Garrison Keillor the college student did not have an “enormous complicated talent,” he writes in the introduction to “The Keillor Reader,” his new book, “so I accepted that I could not be a true artist and that my future lay in the field of amusement.”
‘In 1974, after writing a fact piece for the magazine about the Grand Ole Opry, I started up A Prairie Home Companion on Saturday evenings, a live variety show with room for a long monologue by me (“It has been a quiet week in Lake Wobegon. . . .”) . . . .
Life is good when you finally grow up. You find work you enjoy, buy a car that starts on cold mornings, look for love, sing along with the radio . . . You put away sarcasm . . . . ‘
As a boy Keillor was praised by a teacher for the voice with which he read to her, and in college he had a job as a newscaster.
His writing voice is also effective for this book that is a miscellany, as he provides an introduction for each piece old and new. The book from Keillor (www.GarrisonKeillor.com), who has appeared on stage in Omaha in recent years, has samples from his novels, books of humor, and radio and magazine work. “The Keillor Reader” should be picked up by anyone who has enjoyed his radio show that began 40 years ago.

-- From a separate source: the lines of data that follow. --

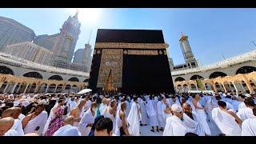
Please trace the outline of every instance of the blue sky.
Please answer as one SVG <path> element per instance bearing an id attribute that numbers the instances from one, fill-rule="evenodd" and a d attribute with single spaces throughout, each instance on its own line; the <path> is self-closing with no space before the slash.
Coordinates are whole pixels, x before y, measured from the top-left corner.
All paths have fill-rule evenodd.
<path id="1" fill-rule="evenodd" d="M 22 23 L 37 35 L 54 34 L 75 10 L 1 8 L 0 16 Z M 193 53 L 202 65 L 223 60 L 222 53 L 230 58 L 256 50 L 251 42 L 256 42 L 256 9 L 102 9 L 94 22 L 87 18 L 94 18 L 90 11 L 82 14 L 76 50 L 84 47 L 90 30 L 94 46 L 98 28 L 162 30 L 174 65 L 184 62 L 181 32 L 189 36 Z"/>

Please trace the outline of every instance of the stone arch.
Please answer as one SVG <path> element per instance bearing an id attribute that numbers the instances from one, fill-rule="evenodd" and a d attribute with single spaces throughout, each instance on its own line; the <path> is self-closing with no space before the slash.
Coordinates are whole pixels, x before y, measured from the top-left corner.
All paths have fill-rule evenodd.
<path id="1" fill-rule="evenodd" d="M 46 93 L 54 93 L 55 89 L 56 89 L 56 84 L 54 84 L 54 83 L 50 84 L 48 86 L 48 90 L 47 90 Z"/>
<path id="2" fill-rule="evenodd" d="M 39 90 L 38 90 L 38 93 L 44 93 L 46 92 L 46 89 L 47 89 L 47 83 L 42 83 L 39 86 Z"/>
<path id="3" fill-rule="evenodd" d="M 27 86 L 26 82 L 21 82 L 21 86 L 20 86 L 20 88 L 18 90 L 18 94 L 25 93 L 25 89 L 26 89 L 26 86 Z"/>
<path id="4" fill-rule="evenodd" d="M 70 92 L 71 89 L 71 86 L 70 84 L 66 85 L 64 91 L 65 92 Z"/>
<path id="5" fill-rule="evenodd" d="M 174 82 L 182 82 L 182 81 L 186 81 L 186 80 L 182 77 L 178 77 L 174 80 Z"/>
<path id="6" fill-rule="evenodd" d="M 184 85 L 182 86 L 182 88 L 183 88 L 183 91 L 184 91 L 185 93 L 187 93 L 187 92 L 189 91 L 189 90 L 190 90 L 190 87 L 189 87 L 189 86 L 188 86 L 187 84 L 184 84 Z"/>
<path id="7" fill-rule="evenodd" d="M 196 80 L 196 79 L 204 79 L 204 78 L 198 74 L 195 74 L 190 77 L 190 80 Z"/>
<path id="8" fill-rule="evenodd" d="M 191 87 L 191 90 L 198 90 L 197 86 L 193 83 L 190 84 L 190 87 Z"/>
<path id="9" fill-rule="evenodd" d="M 0 74 L 14 75 L 14 70 L 5 66 L 0 66 Z"/>
<path id="10" fill-rule="evenodd" d="M 242 81 L 242 88 L 243 88 L 243 91 L 250 94 L 250 90 L 249 90 L 246 83 L 243 80 Z"/>
<path id="11" fill-rule="evenodd" d="M 30 87 L 27 89 L 28 93 L 34 93 L 37 84 L 35 82 L 30 84 Z"/>
<path id="12" fill-rule="evenodd" d="M 205 87 L 206 87 L 206 90 L 214 90 L 213 86 L 210 82 L 206 82 Z"/>
<path id="13" fill-rule="evenodd" d="M 89 78 L 85 79 L 83 82 L 89 82 Z"/>
<path id="14" fill-rule="evenodd" d="M 56 89 L 56 93 L 61 93 L 62 92 L 62 88 L 63 88 L 63 85 L 62 84 L 58 84 L 57 86 L 57 89 Z"/>
<path id="15" fill-rule="evenodd" d="M 238 70 L 236 71 L 236 74 L 248 74 L 248 73 L 251 73 L 253 71 L 256 71 L 256 67 L 250 66 L 242 66 L 239 69 L 238 69 Z"/>
<path id="16" fill-rule="evenodd" d="M 72 92 L 74 92 L 74 93 L 78 92 L 78 87 L 76 85 L 72 86 Z"/>
<path id="17" fill-rule="evenodd" d="M 236 91 L 232 82 L 225 81 L 223 82 L 222 86 L 225 87 L 226 92 L 228 92 L 228 93 L 230 93 L 230 92 L 233 92 L 233 91 Z"/>
<path id="18" fill-rule="evenodd" d="M 62 81 L 63 78 L 62 76 L 60 76 L 60 75 L 52 75 L 48 79 Z"/>
<path id="19" fill-rule="evenodd" d="M 23 77 L 35 78 L 42 79 L 42 75 L 36 71 L 28 72 L 23 74 Z"/>
<path id="20" fill-rule="evenodd" d="M 7 87 L 5 90 L 6 93 L 12 93 L 14 87 L 15 86 L 15 82 L 11 80 L 8 82 Z"/>
<path id="21" fill-rule="evenodd" d="M 216 82 L 214 85 L 218 92 L 225 92 L 225 90 L 222 83 Z"/>
<path id="22" fill-rule="evenodd" d="M 250 79 L 250 84 L 252 86 L 253 90 L 256 91 L 256 82 L 253 79 Z"/>
<path id="23" fill-rule="evenodd" d="M 6 81 L 2 83 L 2 86 L 0 87 L 0 93 L 5 92 L 5 89 L 6 88 L 7 84 L 8 84 L 8 82 Z"/>
<path id="24" fill-rule="evenodd" d="M 242 80 L 234 80 L 233 82 L 234 86 L 236 87 L 236 90 L 238 91 L 238 93 L 241 93 L 243 90 L 243 86 L 242 86 Z"/>
<path id="25" fill-rule="evenodd" d="M 176 86 L 176 92 L 177 93 L 182 93 L 182 86 L 181 84 L 177 85 Z"/>
<path id="26" fill-rule="evenodd" d="M 218 78 L 218 77 L 226 77 L 227 76 L 226 74 L 223 73 L 223 72 L 221 72 L 221 71 L 215 71 L 212 74 L 210 74 L 209 76 L 209 78 L 210 79 L 213 79 L 213 78 Z"/>
<path id="27" fill-rule="evenodd" d="M 71 82 L 79 82 L 79 79 L 76 77 L 72 77 L 70 78 L 68 81 L 71 81 Z"/>
<path id="28" fill-rule="evenodd" d="M 18 89 L 22 86 L 22 83 L 21 82 L 18 82 L 15 88 L 14 88 L 14 94 L 18 94 Z"/>

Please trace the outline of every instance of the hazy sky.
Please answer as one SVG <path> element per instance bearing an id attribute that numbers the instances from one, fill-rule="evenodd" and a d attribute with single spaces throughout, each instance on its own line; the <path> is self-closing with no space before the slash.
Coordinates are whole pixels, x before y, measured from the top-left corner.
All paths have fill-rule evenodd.
<path id="1" fill-rule="evenodd" d="M 0 16 L 13 18 L 34 30 L 37 35 L 59 32 L 76 9 L 0 9 Z M 86 9 L 81 10 L 81 34 L 76 49 L 87 43 L 94 47 L 97 29 L 162 30 L 174 65 L 184 58 L 178 39 L 189 37 L 196 58 L 207 65 L 256 50 L 256 9 Z"/>

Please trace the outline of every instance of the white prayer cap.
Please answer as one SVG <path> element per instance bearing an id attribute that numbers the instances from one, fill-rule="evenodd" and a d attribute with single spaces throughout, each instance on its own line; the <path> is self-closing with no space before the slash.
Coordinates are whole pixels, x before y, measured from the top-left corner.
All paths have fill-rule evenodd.
<path id="1" fill-rule="evenodd" d="M 0 104 L 0 108 L 3 107 L 3 106 L 6 106 L 5 103 L 1 103 L 1 104 Z"/>
<path id="2" fill-rule="evenodd" d="M 99 98 L 101 98 L 102 99 L 104 98 L 103 95 L 100 95 Z"/>
<path id="3" fill-rule="evenodd" d="M 177 112 L 177 113 L 179 113 L 179 112 L 182 112 L 182 106 L 180 106 L 178 104 L 173 104 L 173 106 L 171 106 L 171 110 L 174 112 Z"/>
<path id="4" fill-rule="evenodd" d="M 25 101 L 25 102 L 22 102 L 22 104 L 23 106 L 26 107 L 26 106 L 27 106 L 30 104 L 30 102 L 27 102 L 27 101 Z"/>

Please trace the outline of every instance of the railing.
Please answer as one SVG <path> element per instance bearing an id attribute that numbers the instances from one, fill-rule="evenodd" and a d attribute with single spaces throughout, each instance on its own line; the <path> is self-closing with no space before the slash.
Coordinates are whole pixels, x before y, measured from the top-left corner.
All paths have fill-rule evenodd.
<path id="1" fill-rule="evenodd" d="M 182 74 L 206 71 L 208 70 L 226 67 L 230 65 L 238 64 L 238 63 L 245 62 L 248 62 L 248 61 L 256 61 L 256 50 L 252 50 L 250 52 L 242 54 L 241 55 L 233 57 L 230 58 L 227 58 L 224 61 L 221 61 L 221 62 L 216 62 L 214 64 L 203 66 L 198 66 L 198 67 L 191 68 L 191 69 L 186 69 L 186 70 L 173 71 L 173 72 L 171 72 L 171 74 L 172 74 L 172 75 L 180 75 Z"/>

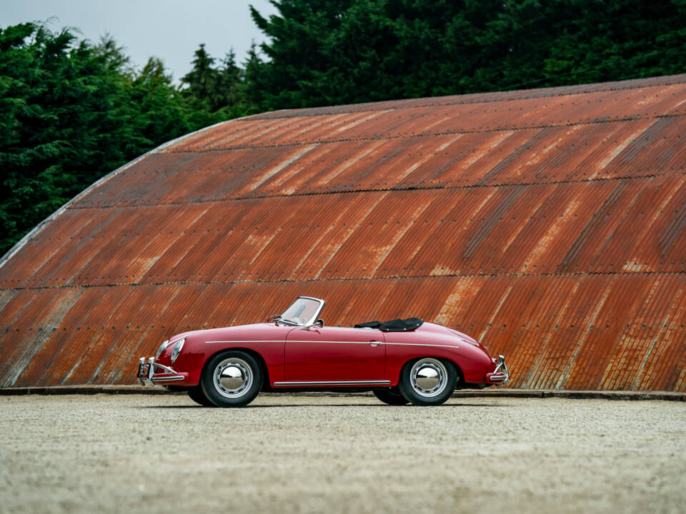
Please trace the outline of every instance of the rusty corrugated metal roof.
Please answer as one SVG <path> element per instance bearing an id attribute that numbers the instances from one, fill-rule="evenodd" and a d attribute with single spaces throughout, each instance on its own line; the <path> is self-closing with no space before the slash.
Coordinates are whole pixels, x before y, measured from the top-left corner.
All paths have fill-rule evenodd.
<path id="1" fill-rule="evenodd" d="M 101 181 L 0 268 L 0 386 L 129 383 L 299 294 L 417 316 L 511 386 L 686 390 L 686 75 L 282 111 Z"/>

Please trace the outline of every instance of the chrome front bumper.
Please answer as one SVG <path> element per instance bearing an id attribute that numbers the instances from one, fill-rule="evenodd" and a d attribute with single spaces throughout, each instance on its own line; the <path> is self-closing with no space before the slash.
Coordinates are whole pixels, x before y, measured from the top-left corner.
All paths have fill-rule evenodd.
<path id="1" fill-rule="evenodd" d="M 505 358 L 504 356 L 498 356 L 498 358 L 500 359 L 499 361 L 493 359 L 495 369 L 493 373 L 486 375 L 486 380 L 490 383 L 507 383 L 509 382 L 509 372 L 505 364 Z"/>
<path id="2" fill-rule="evenodd" d="M 156 368 L 161 370 L 161 372 L 156 373 Z M 147 362 L 144 357 L 138 360 L 138 373 L 136 378 L 141 386 L 146 384 L 154 386 L 159 382 L 184 381 L 187 377 L 187 373 L 177 373 L 169 366 L 158 364 L 155 362 L 154 357 L 150 357 Z"/>

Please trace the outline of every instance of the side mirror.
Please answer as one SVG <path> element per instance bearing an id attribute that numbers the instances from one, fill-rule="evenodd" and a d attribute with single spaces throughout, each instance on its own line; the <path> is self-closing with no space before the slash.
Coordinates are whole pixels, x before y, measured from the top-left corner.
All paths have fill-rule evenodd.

This retrospective has minor imperfections but is welcome in part because of the new writing including the introductions for each of the four sections and a new 20-page essay to close the book, “Cheerfulness,” which his parents possessed “all the more as they got old” but “was a new topic” for him as he wrote this at age 70, describing his parents’ lives and his own life. Besides this serious essay, other pieces seriously address topics such as religion (the new “Anglicans”), “Home” (from National Geographic), and Mark Twain’s autobiography (reviewed by Keillor).
The author fom Minnesota has often written for The New Yorker, where some of these pieces are from.